Acute limb ischemia is a surgical emergency due to abrupt interruption of arterial blood flow to an extremity. Acute limb ischemia may present with a cold, painful, or pale extremity, diminished or absent pulses, motor weakness, or sensory impairment. Urgent revascularization is required in acute limb ischemia to preserve limb integrity.
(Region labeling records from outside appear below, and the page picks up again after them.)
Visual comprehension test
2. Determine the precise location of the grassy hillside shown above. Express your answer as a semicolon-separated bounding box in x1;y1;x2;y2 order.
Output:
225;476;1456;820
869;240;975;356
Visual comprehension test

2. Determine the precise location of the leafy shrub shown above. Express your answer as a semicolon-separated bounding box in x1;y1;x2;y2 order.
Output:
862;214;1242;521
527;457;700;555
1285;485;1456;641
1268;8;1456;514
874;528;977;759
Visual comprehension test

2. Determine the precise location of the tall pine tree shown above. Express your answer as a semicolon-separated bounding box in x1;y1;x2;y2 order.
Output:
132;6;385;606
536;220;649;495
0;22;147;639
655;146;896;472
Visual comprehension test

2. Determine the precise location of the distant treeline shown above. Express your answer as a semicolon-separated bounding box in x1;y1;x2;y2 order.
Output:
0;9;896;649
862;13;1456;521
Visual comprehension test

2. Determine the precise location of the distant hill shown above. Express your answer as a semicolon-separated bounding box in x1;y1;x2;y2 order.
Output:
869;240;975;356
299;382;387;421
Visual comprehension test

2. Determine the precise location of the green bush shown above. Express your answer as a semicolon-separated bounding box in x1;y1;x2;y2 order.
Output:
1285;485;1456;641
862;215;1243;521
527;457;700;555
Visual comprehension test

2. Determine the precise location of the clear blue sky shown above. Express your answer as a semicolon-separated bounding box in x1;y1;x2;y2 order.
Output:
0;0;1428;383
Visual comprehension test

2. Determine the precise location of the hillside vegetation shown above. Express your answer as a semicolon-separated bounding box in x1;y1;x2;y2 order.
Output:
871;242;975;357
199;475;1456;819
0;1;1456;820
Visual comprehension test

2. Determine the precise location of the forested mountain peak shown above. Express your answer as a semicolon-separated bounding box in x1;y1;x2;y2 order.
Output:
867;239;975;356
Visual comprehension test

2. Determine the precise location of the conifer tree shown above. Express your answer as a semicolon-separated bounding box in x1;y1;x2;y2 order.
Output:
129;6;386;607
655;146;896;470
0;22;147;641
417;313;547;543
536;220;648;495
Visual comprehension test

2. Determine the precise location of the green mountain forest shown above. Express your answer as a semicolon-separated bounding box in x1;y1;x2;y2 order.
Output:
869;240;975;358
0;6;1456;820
CLI and acute limb ischemia are the strongest indications for revascularization. Revascularization is a treatment option for patients with lifestyle-limiting claudication who do not respond to other guideline-directed therapies. Revascularization is not beneficial in patients with incidentally discovered PAD.3
Surgical interventions, including bypass grafting, endarterectomy, and angioplasty with or without stenting, have similar outcomes based on limited evidence. Endovascular revascularization (angioplasty) is associated with fewer complications than bypass grafting; therefore, it may be more appropriate for patients with significant comorbidity and associated increased surgical risk.32
Renal Artery Disease
Atherosclerotic renal artery stenosis (RAS) commonly coexists with atherosclerotic conditions such as coronary artery disease and PAD. Up to 5% of patients with isolated hypertension have RAS, increasing to 40% in patients with clinically evident atherosclerotic diseases. By disrupting intrarenal hemodynamics, RAS can accelerate the progression of hypertension and chronic kidney disease.33
RAS is difficult to accurately diagnose by noninvasive methods. Vascular duplex ultrasonography is an accurate screening tool but does not often correlate well with computed tomography and magnetic resonance angiography, which may overestimate RAS. Angiography, the diagnostic standard, is also subject to interobserver variability and does not always correlate with ultrasonography, computed tomography, or magnetic resonance angiography.33
Renal artery stenting does not improve outcomes compared with optimal medical therapy 34 (Table 13 ). Despite the lack of prospective evidence, some vascular surgeons recommend considering renal artery revascularization in patients with significant clinical effects from stenosis. Patients with unilateral stenosis, normal renal function, and abrupt onset or worsening of severe hypertension despite more than three antihypertensive medications are typically considered for intervention. Other possible indications for renal artery stenting include patients with bilateral stenosis and rapidly declining renal function and younger patients with fibromuscular dysplasia affecting the renal artery.